Referindo-se a “elfos”, Monteiro faz uma dupla inscrição daquilo que convoca, em vão, para encontrar resposta à pergunta formulada: uma inscrição no tempo – o Medievo; outra, no espaço – a terra dos Celtas. Ou seja: ele busca a resposta na história de seu povo. Em vão, disse ele – e eu sublinho. Sublinho para lembrar que ele está no caminho certo: é preciso buscar na
própria história – na própria vida – uma possível resposta à questão sobre a própria natureza e o próprio destino. Mas é preciso buscar o próprio saber – Freud diria, construí-lo. Caso contrário, será em vão.

Retrocedendo: Em 1969, Jean-Luc Godard fez um filme intitulado “Le gai savoir”. Nas suas primeiras falas, os personages declaram um propósito: aprender. E o sumário da IMDB informa (eu traduzo): Como aprendemos? O que sabemos? Noite após noite, não muito longe do amanhecer, dois jovens, Patrícia e Emile, encontram-se num estúdio de som para discutir aprendizagem, discurso e o caminho para a revolução. O filme deveria ser uma versão para a TV francesa do livro Emílio, de Jean-Jacques Rousseau.

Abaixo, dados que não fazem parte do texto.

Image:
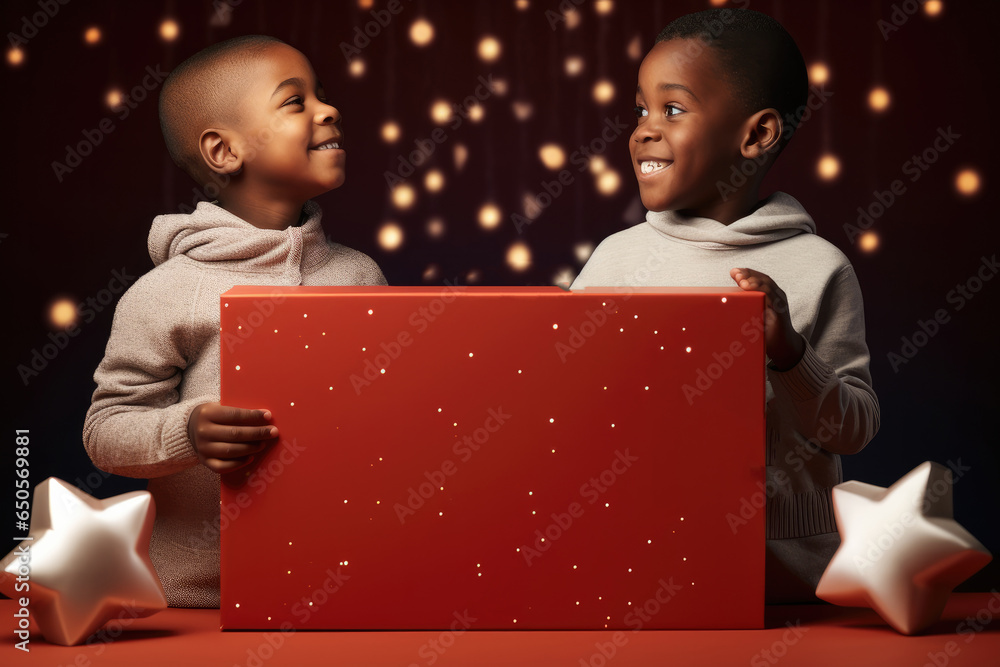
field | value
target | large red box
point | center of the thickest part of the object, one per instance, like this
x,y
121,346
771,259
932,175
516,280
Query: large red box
x,y
495,458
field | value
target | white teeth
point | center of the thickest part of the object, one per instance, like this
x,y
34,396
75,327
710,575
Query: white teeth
x,y
649,166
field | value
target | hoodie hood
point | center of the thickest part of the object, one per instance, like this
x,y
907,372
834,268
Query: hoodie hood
x,y
212,234
778,217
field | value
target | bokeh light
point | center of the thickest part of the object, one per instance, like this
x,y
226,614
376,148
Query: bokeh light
x,y
169,30
434,180
489,48
522,110
878,99
390,132
608,182
519,256
489,216
421,32
564,277
435,228
403,196
431,272
573,65
390,236
63,313
819,73
828,167
967,182
604,91
552,156
440,112
868,242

Emílio (ou Da Educação) é uma obra filosófica sobre a natureza do homem, escrita em 1762. Aborda temas políticos e filosóficos referentes à relação do indivíduo com a sociedade, particularmente explica como o indivíduo pode conservar sua bondade natural (Rousseau sustenta que o homem é bom por natureza), enquanto participa de uma sociedade inevitavelmente corrupta. No Emílio, Rousseau propõe, mediante a descrição do homem, um sistema educativo que permita ao “homem natural” conviver com a corrupção sem se contagiar. Rousseau acompanha o tratado de uma história romanceada do jovem Emílio e seu tutor, para ilustrar como se deve educar o cidadão ideal. No entanto, Emílio, que não é um guia detalhado, considera-se hoje o primeiro tratado sobre filosofia da educação no mundo ocidental.[2]

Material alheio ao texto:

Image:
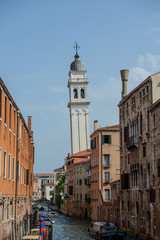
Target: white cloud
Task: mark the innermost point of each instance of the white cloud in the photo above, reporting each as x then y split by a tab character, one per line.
156	14
136	76
157	30
141	60
154	61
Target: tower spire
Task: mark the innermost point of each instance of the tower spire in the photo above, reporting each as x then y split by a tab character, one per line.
76	48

O texto se divide em cinco “livros”, os três primeiros dedicados à infância de Emílio, o quarto à sua adolescência, e o quinto à educação de Sofia (a “mulher ideal” e futura esposa de Emílio) e à vida doméstica e civil deste, incluindo sua formação política. O Emílio foi proibido e queimado em Paris e em Genebra, ao tempo de sua publicação, o que o converteu, rapidamente, em um dos livros mais lidos na Europa. Durante a Revolução francesa, serviu como inspiração para o novo sistema educativo nacional.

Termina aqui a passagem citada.